Las incertidumbres de la era poscoronavirus

El cambio ocurrió con sigilo. El cuerpo humano no puede defenderse porque las alarmas de la invasión suenan con retraso. El coronavirus atraviesa la aduana del cuerpo, el espacio y el tiempo, como lo hace con la membrana ocular, el aparato respiratorio y los órganos que usamos para alimentarnos. Invade casi todos los sentidos y con ello las certidumbres: desde que apareció no hay quien pueda precisar sus alcances.

El COVID-19 interviene el cuerpo humano, lo subvierte, a veces incluso lo desintegra. Por obra suya el cuerpo deja de ser autónomo, lo obliga a concebir nuevas distancias, lo convierte en bomba ambulante, lo reconfigura como una amenaza contra otros cuerpos. Como advirtió Ignacio Ramonet, nos convierte en criminales silenciosos para nuestra propia especie.

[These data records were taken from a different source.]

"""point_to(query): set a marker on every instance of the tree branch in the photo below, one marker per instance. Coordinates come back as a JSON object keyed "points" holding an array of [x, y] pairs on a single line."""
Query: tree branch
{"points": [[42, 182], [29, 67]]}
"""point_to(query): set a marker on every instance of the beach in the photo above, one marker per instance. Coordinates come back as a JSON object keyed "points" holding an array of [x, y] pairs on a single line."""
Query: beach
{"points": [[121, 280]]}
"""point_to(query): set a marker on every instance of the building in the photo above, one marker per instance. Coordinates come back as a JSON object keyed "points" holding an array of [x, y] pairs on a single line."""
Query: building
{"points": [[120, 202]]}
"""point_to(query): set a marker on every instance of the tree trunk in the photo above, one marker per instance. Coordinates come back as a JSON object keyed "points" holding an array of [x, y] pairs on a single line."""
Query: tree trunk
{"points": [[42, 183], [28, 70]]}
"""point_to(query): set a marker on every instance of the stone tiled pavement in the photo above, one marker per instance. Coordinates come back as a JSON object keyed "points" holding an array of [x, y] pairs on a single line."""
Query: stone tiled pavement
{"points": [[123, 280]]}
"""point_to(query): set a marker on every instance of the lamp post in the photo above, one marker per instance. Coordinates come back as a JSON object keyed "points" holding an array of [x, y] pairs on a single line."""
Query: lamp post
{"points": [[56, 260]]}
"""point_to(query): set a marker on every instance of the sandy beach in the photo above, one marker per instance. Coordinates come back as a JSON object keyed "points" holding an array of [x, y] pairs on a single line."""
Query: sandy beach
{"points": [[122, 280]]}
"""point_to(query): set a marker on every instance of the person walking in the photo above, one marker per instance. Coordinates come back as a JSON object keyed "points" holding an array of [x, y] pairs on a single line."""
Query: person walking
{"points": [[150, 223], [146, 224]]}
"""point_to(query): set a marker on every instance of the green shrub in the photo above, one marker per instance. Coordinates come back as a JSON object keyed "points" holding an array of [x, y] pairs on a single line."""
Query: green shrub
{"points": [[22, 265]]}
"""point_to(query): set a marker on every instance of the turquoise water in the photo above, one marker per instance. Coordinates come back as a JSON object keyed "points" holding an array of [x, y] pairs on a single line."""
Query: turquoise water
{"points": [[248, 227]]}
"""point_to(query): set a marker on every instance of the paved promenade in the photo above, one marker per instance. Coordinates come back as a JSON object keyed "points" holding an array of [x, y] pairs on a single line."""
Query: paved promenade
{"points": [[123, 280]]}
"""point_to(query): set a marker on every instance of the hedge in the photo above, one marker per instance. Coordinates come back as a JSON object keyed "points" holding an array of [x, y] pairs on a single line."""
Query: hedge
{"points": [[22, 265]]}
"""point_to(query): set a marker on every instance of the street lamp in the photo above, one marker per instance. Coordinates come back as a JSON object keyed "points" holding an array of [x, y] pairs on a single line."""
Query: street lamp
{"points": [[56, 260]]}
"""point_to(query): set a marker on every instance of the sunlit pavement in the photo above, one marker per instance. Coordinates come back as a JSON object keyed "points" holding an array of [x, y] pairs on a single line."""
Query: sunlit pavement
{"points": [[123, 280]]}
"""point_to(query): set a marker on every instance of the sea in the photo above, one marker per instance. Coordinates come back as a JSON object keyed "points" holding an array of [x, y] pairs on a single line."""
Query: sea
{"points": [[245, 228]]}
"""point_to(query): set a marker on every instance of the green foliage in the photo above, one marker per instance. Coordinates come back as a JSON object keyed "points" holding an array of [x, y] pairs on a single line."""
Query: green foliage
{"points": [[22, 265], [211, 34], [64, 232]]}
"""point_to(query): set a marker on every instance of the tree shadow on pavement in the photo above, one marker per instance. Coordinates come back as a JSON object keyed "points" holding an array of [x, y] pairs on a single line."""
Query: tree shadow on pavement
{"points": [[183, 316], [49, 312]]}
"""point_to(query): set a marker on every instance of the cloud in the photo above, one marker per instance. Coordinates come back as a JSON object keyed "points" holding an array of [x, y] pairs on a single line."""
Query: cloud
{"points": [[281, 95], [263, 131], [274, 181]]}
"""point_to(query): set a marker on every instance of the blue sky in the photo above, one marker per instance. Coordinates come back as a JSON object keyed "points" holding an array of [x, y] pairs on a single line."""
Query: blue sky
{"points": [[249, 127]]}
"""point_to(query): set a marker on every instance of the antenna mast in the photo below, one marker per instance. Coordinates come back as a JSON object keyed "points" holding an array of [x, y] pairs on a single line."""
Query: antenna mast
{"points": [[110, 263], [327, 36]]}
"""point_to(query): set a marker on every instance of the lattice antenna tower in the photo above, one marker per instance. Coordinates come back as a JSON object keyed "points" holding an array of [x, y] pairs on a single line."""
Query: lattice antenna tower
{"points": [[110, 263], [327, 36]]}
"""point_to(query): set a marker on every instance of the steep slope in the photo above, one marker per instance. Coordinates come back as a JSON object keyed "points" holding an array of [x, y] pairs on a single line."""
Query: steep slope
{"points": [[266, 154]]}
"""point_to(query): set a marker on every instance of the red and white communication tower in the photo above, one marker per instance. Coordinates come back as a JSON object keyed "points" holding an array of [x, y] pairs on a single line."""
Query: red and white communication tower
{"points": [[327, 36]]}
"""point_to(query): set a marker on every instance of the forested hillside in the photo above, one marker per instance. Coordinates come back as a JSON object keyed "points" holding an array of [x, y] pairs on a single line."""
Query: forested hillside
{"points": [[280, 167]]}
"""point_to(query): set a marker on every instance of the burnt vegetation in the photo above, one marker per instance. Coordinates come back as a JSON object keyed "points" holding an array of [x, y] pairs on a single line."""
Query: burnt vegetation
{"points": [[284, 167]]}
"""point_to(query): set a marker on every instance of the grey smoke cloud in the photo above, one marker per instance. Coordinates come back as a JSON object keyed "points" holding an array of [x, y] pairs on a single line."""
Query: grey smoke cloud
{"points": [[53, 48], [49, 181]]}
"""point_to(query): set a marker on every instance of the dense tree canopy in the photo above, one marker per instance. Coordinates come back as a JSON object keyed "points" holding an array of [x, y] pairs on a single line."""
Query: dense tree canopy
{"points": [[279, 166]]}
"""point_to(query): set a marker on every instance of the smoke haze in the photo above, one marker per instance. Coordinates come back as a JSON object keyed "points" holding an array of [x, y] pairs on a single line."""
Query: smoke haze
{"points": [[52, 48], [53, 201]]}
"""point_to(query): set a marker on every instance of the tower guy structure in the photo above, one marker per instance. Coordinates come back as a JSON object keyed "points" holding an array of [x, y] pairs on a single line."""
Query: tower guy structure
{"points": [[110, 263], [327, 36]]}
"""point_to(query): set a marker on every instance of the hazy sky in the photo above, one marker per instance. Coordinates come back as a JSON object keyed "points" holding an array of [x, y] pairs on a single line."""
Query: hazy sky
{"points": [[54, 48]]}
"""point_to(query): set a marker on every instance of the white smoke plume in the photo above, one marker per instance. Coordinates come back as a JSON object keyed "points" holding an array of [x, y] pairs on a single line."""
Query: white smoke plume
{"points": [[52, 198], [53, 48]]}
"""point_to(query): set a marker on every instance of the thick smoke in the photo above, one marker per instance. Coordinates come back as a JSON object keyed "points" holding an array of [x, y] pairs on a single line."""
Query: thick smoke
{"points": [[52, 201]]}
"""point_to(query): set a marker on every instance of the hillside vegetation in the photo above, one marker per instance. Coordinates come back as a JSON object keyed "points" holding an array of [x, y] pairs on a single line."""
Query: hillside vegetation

Las convenciones del contacto humano difícilmente volverán a ser las mismas. No hay sana distancia sino distancia artificial, una separación impuesta a partir de la desconfianza hacia el otro.

La intimidad está sometida a una prueba injusta porque la proximidad de los cuerpos y los fluidos ha sido limitada. Hoy, los desconocidos se saludan de mano y los amigos se besan al despedirse solo en los filmes y en los programas de televisión.

El 2020 será recordado como el año en que nuestros cuerpos se volvieron digitales; cuando acudimos a la primera fiesta celebrada dentro de una pantalla plana, cuando el cibersexo se puso de moda —incluso entre los más pudorosos— o cuando abuelas y nietos resolvieron la distancia generacional por obra de las plataformas.

Mientras tanto, el COVID-19 se pasea fuera de nuestras casas con una libertad vedada para la mayoría de los seres humanos. Cruzó por mar y por tierra, viajó por avión y por barco, atravesó cuanta frontera artificial los seres humanos habíamos montado.

Este virus iguala porque no discrimina geográficamente: es una enzima paradójica porque crece y reduce, a la vez, las distancias de lo humano. El coronavirus nos ha aportado perspectiva para conceder que, al menos desde hace 60,000 años, somos parte de la misma especie.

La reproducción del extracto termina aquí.